On June 10, 2016, Axiall, Westlake Chemical Corporation, a Delaware corporation (“Westlake”), and Lagoon Merger Sub, Inc., a newly formed Delaware corporation that is a wholly-owned subsidiary of Westlake (“Merger Sub”) entered into an Agreement and Plan of Merger (the “Merger Agreement”). The Merger Agreement provides, among other things and subject to the terms and conditions set forth therein, for the merger of Merger Sub with and into Axiall (the “Merger”), with Axiall surviving the Merger as a wholly-owned subsidiary of Westlake.

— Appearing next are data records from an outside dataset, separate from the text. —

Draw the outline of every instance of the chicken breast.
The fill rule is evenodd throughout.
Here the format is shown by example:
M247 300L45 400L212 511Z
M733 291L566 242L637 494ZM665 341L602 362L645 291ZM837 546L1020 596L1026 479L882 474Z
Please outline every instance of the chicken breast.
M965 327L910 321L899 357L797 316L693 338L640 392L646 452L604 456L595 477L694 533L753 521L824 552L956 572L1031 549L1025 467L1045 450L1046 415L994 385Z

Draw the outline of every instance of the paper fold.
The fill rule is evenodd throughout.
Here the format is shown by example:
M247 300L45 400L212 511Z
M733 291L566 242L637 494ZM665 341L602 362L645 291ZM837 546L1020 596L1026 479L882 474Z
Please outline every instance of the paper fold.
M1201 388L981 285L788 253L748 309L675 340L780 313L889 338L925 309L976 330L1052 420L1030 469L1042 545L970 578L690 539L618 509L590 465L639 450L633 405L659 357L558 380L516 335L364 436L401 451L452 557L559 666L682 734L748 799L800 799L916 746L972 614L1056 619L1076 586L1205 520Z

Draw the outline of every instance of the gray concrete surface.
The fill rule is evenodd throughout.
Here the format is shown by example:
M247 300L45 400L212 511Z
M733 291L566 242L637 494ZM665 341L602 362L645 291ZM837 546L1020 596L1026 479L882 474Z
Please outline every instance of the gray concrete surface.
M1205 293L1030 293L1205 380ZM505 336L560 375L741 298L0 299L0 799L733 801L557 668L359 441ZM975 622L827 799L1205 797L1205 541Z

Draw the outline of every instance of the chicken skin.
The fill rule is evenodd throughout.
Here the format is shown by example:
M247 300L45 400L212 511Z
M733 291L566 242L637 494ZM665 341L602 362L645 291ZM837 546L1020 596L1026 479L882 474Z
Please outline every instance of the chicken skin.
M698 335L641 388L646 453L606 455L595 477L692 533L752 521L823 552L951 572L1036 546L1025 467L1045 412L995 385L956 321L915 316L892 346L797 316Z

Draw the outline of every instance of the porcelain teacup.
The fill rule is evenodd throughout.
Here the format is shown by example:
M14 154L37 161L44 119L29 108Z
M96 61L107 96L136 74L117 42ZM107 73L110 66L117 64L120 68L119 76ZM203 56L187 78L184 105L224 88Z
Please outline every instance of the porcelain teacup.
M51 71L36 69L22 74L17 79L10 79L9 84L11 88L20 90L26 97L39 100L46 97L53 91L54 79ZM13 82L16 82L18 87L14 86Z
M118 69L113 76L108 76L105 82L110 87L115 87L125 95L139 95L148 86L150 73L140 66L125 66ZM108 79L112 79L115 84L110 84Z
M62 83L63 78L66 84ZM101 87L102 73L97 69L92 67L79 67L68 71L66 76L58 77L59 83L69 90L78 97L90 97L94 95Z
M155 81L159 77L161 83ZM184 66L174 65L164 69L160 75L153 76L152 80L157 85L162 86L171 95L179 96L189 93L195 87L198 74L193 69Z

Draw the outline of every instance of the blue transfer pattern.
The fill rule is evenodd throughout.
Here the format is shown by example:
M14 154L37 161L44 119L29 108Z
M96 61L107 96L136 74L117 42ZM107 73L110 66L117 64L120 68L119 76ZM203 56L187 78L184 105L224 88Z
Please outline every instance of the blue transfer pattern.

On August 31, 2016, pursuant to the Merger Agreement, at the effective time of the Merger (the “Effective Time”), Merger Sub merged with and into Axiall, with Axiall surviving the Merger as a wholly-owned subsidiary of Westlake. At the Effective Time, all outstanding shares of Common Stock (excluding any shares held in treasury by Axiall or owned by Westlake or any of its wholly owned subsidiaries (which were cancelled) and any shares with respect to which appraisal rights were properly exercised and not withdrawn) were cancelled and converted into the right to receive $33.00 in cash, without interest.

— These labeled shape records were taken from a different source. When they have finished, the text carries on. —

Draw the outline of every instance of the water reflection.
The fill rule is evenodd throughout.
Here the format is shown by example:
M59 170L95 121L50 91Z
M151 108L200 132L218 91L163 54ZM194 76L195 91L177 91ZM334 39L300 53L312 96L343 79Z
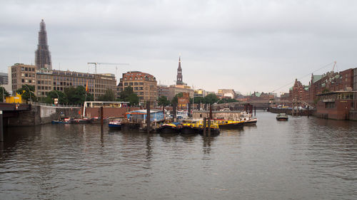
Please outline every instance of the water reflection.
M9 128L0 196L356 199L356 122L294 117L282 123L257 114L256 126L216 137L102 132L99 125Z

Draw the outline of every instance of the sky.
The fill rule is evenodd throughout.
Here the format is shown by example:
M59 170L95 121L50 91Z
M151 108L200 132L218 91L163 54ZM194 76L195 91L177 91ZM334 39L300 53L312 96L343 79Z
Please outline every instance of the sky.
M288 92L311 73L356 68L357 1L0 0L0 71L34 64L46 23L54 69L139 70L158 83ZM117 68L117 69L116 69Z

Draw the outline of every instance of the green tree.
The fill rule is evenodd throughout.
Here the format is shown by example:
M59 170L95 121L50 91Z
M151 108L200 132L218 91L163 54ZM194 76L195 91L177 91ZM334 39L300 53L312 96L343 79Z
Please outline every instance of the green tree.
M167 100L166 96L160 96L157 99L158 105L160 106L166 106L170 105L170 101Z
M206 97L204 97L205 103L213 104L218 101L218 98L216 94L213 93L208 94Z
M68 103L68 100L67 97L66 96L66 94L58 90L52 90L49 92L44 100L46 103L54 104L55 98L59 99L59 104Z
M1 102L5 101L5 97L9 97L10 95L9 93L4 88L4 87L0 87L0 98Z
M171 100L171 104L176 103L177 105L178 102L178 98L182 98L183 96L183 93L179 93L176 94Z
M29 101L36 101L35 95L35 86L27 84L23 85L21 88L17 89L16 93L21 95L22 99Z
M116 100L116 96L114 91L113 91L111 89L107 89L106 90L106 93L104 95L101 95L99 98L98 100L99 101L115 101Z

Accordingly, Axiall hereby terminates the effectiveness of the Registration Statement and, by means of this Post-Effective Amendment, Axiall hereby removes from registration any of the securities registered under the Registration Statement that remain unsold under the Registration Statement, if any.

As no securities are being registered herein, the sole purpose of this filing being to terminate and deregister, the disclosure requirements for exhibits under Item 601 of Regulation S-K are inapplicable to this filing.


SIGNATURES

Pursuant to the requirements of the Securities Act of 1933, and Rule 478 thereunder, the undersigned registrant certifies that it has reasonable grounds to believe that it meets all of the requirements for filing on Form S-3 and has duly caused this Post-Effective Amendment No. 2 to the Registration Statement to be signed on its behalf by the undersigned, thereunto duly authorized, in the City of Houston, State of Texas, on August 31, 2016.

 

AXIALL CORPORATION
By:    /s/ Albert Chao
  Name:    Albert Chao
  Title:   President

Note: No other person is required to sign this Post-Effective Amendment to the Registration Statement in reliance upon Rule 478 under the Securities Act of 1933.